Carla Proetzel ergänzt: „Als Jungbäuerin ist mir das Recht auf eigenen Nachbau wichtig. Unabhängige und vielfältige Züchtung sowie Saatgutvermehrung müssen gefördert werden. Ich möchte Sorten kaufen die an regionale Bedingungen angepasst sind, insbesondere die Züchtungsarbeit bei den Leguminosen muss verstärkt werden.“

Die junge Arbeitsgemeinschaft bäuerliche Landwirtschaft (jAbL), ist eine Gruppe junger Bäuerinnen und Bauern, GärtnerInnen, ImkerInnen und anderer Menschen aus dem landwirtschaftlichen Umfeld, die gemeinsam zu agrarpolitischen Themen arbeiten. Wir wollen uns aktiv in die Politik einbringen und mehr Menschen für die Belange der Landwirtschaft sensibilisieren.

Landwirtschaftsminister Meyer: Saatgutvielfalt erhalten!

Minister fordert deutliche Verbesserung der EU-Saatgutverordnung - Gespräch mit JAbL-Vertretern

HANNOVER. Anlässlich eines Gesprächs mit Vertretern der Jungen Arbeitsgemeinschaft bäuerlicher Landwirtschaft (JAbL) über die Zukunft der EU-Saatgutregulation erklärte Niedersachsens Landwirtschaftsminister Christian Meyer: „Die neue Saatgutrichtlinie der Europäischen Kommission muss für alle landwirtschaftlichen Betriebe Vorteile bieten - vor allem Klein- und Ökobetriebe dürfen hier nicht benachteiligt werden. Der Entwurf der EU muss deshalb deutlich nachgebessert werden."

Kleine Unternehmen, die zum Beispiel eine neue Apfelsorte gezüchtet haben, dürfen keine Nachteile durch teure und aufwändige Sortenschutz- und Zertifizierungsverfahren haben. Dies wäre für viele niedersächsische Betriebe ein erhebliches Problem. So sei zwar ein Bestandsschutz für alte Obst- und Gemüsesorten vorgesehen. Bei einer neuen Züchtung gebe es jedoch nach dem geplanten Verordnungsentwurf eine mit Kosten verbundene Anerkennung - ein Verfahren, das insbesondere viele kleinere Unternehmen vor Probleme stellt.

Minister Meyer: „Die Sortenvielfalt ist für uns von besonderer Bedeutung.
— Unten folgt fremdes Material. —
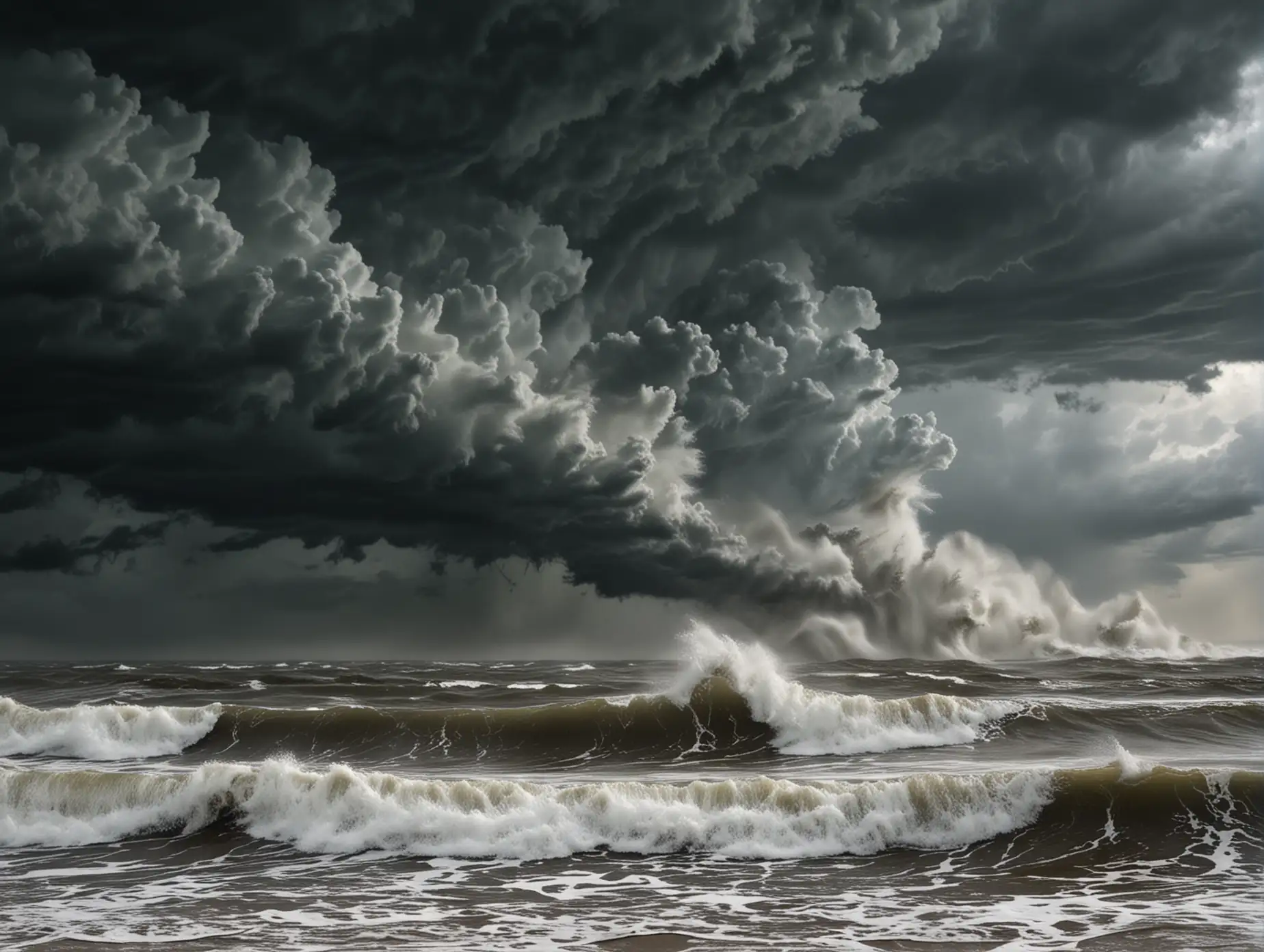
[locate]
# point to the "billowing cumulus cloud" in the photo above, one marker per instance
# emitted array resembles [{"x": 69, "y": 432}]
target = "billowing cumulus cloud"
[
  {"x": 598, "y": 286},
  {"x": 1027, "y": 187},
  {"x": 202, "y": 344}
]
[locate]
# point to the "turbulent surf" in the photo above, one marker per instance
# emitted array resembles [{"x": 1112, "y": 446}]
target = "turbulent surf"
[{"x": 657, "y": 794}]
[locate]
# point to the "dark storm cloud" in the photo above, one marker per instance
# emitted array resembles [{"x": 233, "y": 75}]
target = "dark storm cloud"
[
  {"x": 599, "y": 280},
  {"x": 1012, "y": 180},
  {"x": 85, "y": 554},
  {"x": 204, "y": 345}
]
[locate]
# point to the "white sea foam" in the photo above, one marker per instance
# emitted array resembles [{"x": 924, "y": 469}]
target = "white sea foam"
[
  {"x": 448, "y": 685},
  {"x": 1131, "y": 767},
  {"x": 344, "y": 810},
  {"x": 103, "y": 731},
  {"x": 815, "y": 722},
  {"x": 541, "y": 685},
  {"x": 952, "y": 678}
]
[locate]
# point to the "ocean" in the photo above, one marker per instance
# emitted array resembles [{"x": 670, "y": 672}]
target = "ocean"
[{"x": 723, "y": 801}]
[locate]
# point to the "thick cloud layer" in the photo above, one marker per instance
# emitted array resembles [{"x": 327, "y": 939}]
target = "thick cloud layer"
[
  {"x": 202, "y": 344},
  {"x": 1031, "y": 186},
  {"x": 588, "y": 290}
]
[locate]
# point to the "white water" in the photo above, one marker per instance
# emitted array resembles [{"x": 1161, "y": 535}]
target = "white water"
[
  {"x": 815, "y": 722},
  {"x": 103, "y": 731},
  {"x": 344, "y": 810}
]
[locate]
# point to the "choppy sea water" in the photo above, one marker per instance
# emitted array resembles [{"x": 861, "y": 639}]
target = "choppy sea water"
[{"x": 726, "y": 801}]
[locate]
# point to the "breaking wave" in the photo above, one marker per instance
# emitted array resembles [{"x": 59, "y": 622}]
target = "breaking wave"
[
  {"x": 344, "y": 810},
  {"x": 103, "y": 731},
  {"x": 728, "y": 698}
]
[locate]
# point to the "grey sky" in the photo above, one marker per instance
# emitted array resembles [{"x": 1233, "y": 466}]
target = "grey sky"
[{"x": 508, "y": 328}]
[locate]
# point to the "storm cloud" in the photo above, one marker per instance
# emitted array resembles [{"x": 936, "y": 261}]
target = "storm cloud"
[{"x": 598, "y": 285}]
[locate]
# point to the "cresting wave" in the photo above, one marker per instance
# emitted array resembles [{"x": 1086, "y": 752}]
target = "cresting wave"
[
  {"x": 344, "y": 810},
  {"x": 728, "y": 698},
  {"x": 103, "y": 731}
]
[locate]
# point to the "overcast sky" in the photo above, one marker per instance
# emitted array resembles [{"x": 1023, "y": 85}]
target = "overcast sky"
[{"x": 532, "y": 328}]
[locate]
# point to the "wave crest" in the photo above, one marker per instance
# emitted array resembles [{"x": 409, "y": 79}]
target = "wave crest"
[{"x": 103, "y": 731}]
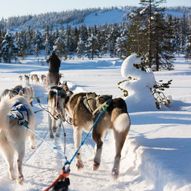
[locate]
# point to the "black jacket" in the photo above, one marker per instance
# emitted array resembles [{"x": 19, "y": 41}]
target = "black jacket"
[{"x": 54, "y": 63}]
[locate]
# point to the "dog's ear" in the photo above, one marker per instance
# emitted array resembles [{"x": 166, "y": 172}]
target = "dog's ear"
[
  {"x": 104, "y": 98},
  {"x": 21, "y": 92}
]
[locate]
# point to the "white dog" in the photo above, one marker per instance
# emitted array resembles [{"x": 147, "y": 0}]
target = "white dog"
[{"x": 16, "y": 122}]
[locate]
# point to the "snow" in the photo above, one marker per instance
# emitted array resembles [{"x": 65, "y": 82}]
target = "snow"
[
  {"x": 156, "y": 155},
  {"x": 104, "y": 17},
  {"x": 138, "y": 85}
]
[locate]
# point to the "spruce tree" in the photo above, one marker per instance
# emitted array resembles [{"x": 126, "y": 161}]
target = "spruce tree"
[{"x": 151, "y": 35}]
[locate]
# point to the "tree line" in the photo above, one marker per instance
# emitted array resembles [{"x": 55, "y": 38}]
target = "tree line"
[{"x": 149, "y": 32}]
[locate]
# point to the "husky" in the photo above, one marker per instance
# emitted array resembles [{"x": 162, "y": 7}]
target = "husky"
[
  {"x": 56, "y": 100},
  {"x": 83, "y": 108},
  {"x": 28, "y": 89},
  {"x": 16, "y": 123},
  {"x": 64, "y": 85},
  {"x": 8, "y": 92},
  {"x": 35, "y": 78},
  {"x": 43, "y": 80}
]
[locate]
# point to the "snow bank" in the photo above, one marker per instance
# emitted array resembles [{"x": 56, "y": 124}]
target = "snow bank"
[{"x": 138, "y": 84}]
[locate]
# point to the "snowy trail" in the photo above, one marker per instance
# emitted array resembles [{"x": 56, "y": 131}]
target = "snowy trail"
[
  {"x": 42, "y": 165},
  {"x": 153, "y": 156}
]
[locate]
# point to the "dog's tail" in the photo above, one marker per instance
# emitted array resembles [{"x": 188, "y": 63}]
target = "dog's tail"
[{"x": 4, "y": 110}]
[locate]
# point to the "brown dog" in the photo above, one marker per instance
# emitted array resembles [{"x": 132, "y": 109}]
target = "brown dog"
[{"x": 83, "y": 108}]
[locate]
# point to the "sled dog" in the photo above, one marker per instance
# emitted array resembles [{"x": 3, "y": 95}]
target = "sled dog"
[
  {"x": 83, "y": 108},
  {"x": 56, "y": 101},
  {"x": 16, "y": 123}
]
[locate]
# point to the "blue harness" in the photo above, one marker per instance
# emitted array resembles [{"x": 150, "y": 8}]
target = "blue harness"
[{"x": 19, "y": 111}]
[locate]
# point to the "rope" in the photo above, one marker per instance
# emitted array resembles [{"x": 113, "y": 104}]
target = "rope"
[{"x": 98, "y": 118}]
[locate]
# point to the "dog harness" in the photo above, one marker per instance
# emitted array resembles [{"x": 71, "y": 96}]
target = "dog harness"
[{"x": 19, "y": 111}]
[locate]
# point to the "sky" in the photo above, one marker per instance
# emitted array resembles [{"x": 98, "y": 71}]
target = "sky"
[{"x": 24, "y": 7}]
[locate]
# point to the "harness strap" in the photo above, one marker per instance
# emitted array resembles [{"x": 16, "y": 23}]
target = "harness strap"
[
  {"x": 19, "y": 111},
  {"x": 100, "y": 115}
]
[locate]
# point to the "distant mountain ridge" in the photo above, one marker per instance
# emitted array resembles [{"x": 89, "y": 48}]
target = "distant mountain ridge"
[{"x": 75, "y": 18}]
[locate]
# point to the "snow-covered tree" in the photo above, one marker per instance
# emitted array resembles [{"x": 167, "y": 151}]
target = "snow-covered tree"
[
  {"x": 140, "y": 86},
  {"x": 154, "y": 36},
  {"x": 8, "y": 48},
  {"x": 92, "y": 46}
]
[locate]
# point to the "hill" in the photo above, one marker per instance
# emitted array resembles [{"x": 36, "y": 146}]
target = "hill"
[{"x": 75, "y": 18}]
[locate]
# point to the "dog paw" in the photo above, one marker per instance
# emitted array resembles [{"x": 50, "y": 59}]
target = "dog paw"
[
  {"x": 33, "y": 147},
  {"x": 95, "y": 165},
  {"x": 115, "y": 173},
  {"x": 52, "y": 136},
  {"x": 12, "y": 177},
  {"x": 20, "y": 180},
  {"x": 79, "y": 164}
]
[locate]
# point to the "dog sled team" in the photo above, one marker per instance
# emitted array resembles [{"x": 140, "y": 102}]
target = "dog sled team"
[{"x": 17, "y": 120}]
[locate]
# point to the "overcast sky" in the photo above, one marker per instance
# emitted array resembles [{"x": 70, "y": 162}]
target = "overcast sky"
[{"x": 24, "y": 7}]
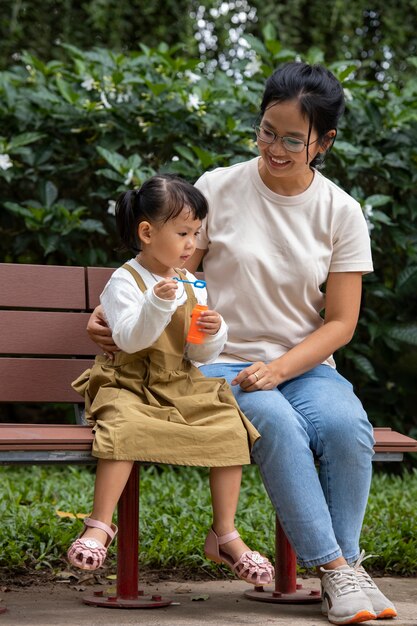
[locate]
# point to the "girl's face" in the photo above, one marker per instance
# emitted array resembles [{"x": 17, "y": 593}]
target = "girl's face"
[
  {"x": 283, "y": 171},
  {"x": 169, "y": 245}
]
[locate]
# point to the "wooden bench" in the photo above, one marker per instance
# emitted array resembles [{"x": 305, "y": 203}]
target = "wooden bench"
[{"x": 43, "y": 347}]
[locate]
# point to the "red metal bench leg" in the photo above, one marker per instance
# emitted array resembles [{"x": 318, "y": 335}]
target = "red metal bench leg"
[
  {"x": 287, "y": 590},
  {"x": 127, "y": 594}
]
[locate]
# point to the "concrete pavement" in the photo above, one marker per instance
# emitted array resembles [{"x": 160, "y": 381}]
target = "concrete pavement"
[{"x": 217, "y": 603}]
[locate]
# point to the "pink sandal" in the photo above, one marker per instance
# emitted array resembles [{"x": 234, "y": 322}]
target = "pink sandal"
[
  {"x": 90, "y": 553},
  {"x": 251, "y": 566}
]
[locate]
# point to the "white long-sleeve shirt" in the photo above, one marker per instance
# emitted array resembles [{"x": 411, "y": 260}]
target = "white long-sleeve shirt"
[{"x": 138, "y": 319}]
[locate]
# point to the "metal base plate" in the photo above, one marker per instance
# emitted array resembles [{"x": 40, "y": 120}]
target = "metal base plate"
[
  {"x": 300, "y": 596},
  {"x": 140, "y": 602}
]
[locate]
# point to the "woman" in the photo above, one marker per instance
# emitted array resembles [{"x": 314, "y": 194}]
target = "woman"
[{"x": 276, "y": 232}]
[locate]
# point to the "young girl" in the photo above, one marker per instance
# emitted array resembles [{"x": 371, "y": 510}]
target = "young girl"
[
  {"x": 150, "y": 403},
  {"x": 276, "y": 232}
]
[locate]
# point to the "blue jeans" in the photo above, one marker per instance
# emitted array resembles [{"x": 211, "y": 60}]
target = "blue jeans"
[{"x": 315, "y": 415}]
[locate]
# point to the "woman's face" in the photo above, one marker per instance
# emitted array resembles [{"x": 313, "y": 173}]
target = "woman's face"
[{"x": 281, "y": 170}]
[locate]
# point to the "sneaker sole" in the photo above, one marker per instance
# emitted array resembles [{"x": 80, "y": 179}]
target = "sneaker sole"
[
  {"x": 386, "y": 614},
  {"x": 361, "y": 616}
]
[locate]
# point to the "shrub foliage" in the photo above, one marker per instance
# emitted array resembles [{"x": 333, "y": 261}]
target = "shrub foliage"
[{"x": 78, "y": 130}]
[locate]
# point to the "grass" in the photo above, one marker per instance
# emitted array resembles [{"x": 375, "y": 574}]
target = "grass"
[{"x": 175, "y": 516}]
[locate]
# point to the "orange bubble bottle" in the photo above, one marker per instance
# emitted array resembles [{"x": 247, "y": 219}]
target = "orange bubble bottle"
[{"x": 195, "y": 335}]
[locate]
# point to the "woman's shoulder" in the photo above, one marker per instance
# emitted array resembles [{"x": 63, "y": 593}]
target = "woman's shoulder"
[
  {"x": 339, "y": 196},
  {"x": 222, "y": 175}
]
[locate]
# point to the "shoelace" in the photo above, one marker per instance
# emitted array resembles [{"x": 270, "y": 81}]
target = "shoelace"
[
  {"x": 343, "y": 582},
  {"x": 362, "y": 575}
]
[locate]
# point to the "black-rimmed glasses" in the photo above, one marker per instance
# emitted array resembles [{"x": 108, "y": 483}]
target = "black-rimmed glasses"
[{"x": 292, "y": 144}]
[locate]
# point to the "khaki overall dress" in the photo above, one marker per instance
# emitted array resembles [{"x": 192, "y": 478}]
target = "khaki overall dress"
[{"x": 156, "y": 406}]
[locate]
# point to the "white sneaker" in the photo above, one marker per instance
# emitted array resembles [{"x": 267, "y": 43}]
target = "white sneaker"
[
  {"x": 344, "y": 602},
  {"x": 383, "y": 607}
]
Ich habe nichts gegen Sortenschutz und Zertifizierung im Sinne einer Transparenz für den Verbraucher, aber es muss gewährleistet sein, dass auch kleine Züchter mit geringer Kostenbelastung und geringem bürokratischem Aufwand neue Sorten auf den Markt bringen können. Hierfür habe ich mich im Bundesrat eingesetzt. Der Verbraucher soll am Ende viele Auswahlmöglichkeiten haben, qualitativ hochwertige Äpfel oder Kartoffeln in seinen Einkaufskorb zu legen."

Zu dem Gespräch hatte Niedersachsens Landwirtschaftsminister die JAbL-Vertreter eingeladen. Zuvor fand eine Auftaktkundgebung der Arbeitsgemeinschaft zum Thema „Saatgutvielfalt retten!" vor dem Landwirtschaftsministerium statt. Die Teilnehmer möchten in einer „Saatgut-Tour" nach Brüssel und Berlin für die Sicherung und Förderung der Pflanzenvielfalt und -züchtung werben. Hintergrund ist der Entwurf einer Saatgutverordnung der Europäischen Kommission, über den das Europäische Parlament im Frühjahr abstimmt.

Landwirtschaftsminister Meyer abschließend: „Wir teilen die Kritik vieler Bauernverbände an den ersten Entwürfen der geplanten Richtlinie. Die Vielfalt auf den Äckern muss erhalten bleiben!"